Apple retail employees interviewed by The Post have said that despite the company’s success, their pay has not kept up with inflation, and some complain of difficult working conditions, including the inability to hold managers accountable for alleged unfair or abusive practices. Apple retail employees can earn from $17 to more than $30 per hour, depending on their market and position, and receive between $1,000 and around $2,000 in stock, they said. Employees say Apple’s hourly rates are usually in line with other retail jobs in the regions where they’re employed. But Apple, valued at $2.7 trillion, is no ordinary company. An apple spokeswoman said the minimum hourly rate at Apple retail stores is $20.
Apple retail employees say they have been instrumental to the company’s success, helping to drive sales using their knowledge and passion for the products . Even when they were kept home during the pandemic, retail workers continued to contribute, nimbly fulfilling new duties such as offering technical support to customers from home, and they say they haven’t been compensated for the extra time and stress of quickly adapting. Despite raises early in the year at the company’s retail locations, and new benefits including more vacation time and family leave, some Apple employees still feel shortchanged.
Apple has said it is “deeply committed to creating and maintaining a positive and inclusive workplace. We take all concerns seriously and we thoroughly investigate whenever a concern is raised and, out of respect for the privacy of any individuals involved, we do not discuss specific employee matters.”

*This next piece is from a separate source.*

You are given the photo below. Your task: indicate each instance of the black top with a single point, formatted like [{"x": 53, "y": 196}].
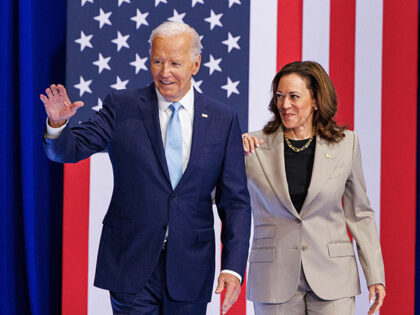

The news comes on the heels of an upset victory by Amazon warehouse workers on Staten Island — just across the bay from Apple’s Grand Central Terminal location — where a majority voted to unionize despite fierce efforts by the e-commerce giant to convince them otherwise. And Starbucks employees at 16 locations, including one in downtown Manhattan, have successfully unionized. More than 100 stores have announced efforts to follow. Employees at REI’s SoHo location in Manhattan voted 88-14 in March to unionize, the first of REI’s 170 stores to do so. Quality assurance workers for Activision Blizzard’s Raven Software are in the hard-fought process of forming a union, part of a growing trend in video games.
On Dec. 24, Apple retail employees staged a walkout and launched a website, Apple Together, to help retail employees.
The employees at Apple’s stores have mostly been working in secret, hoping to informally gauge interest before making a public push to gather official signatures. Workers believe the company will find a reason to fire them if management learns of their effort to unionize.
Fruit Stand Workers United’s website says employees have been communicating on an encrypted messaging service, albeit anonymously to protect them from possible retribution.
The union organizers in Apple retail locations have allies in the corporate offices, according to employees. Apple’s high tech workers have also been pushing for better working conditions.
Last year, software engineers and other “corporate” workers formed #Appletoo, a movement aimed at improving working conditions at the company, particularly for traditionally underrepresented groups, including workers with disabilities.
Apple fired Janneke Parrish, who helped organize #AppleToo. Parrish said she was being investigated for leaking information from an all-hands company meeting, a charge she denies.
And Cher Scarlett, a software engineer who encouraged employees to share their salaries in a survey to expose possible wage disparities hurting underrepresented groups, alleged that she was pushed out in retaliation for her efforts.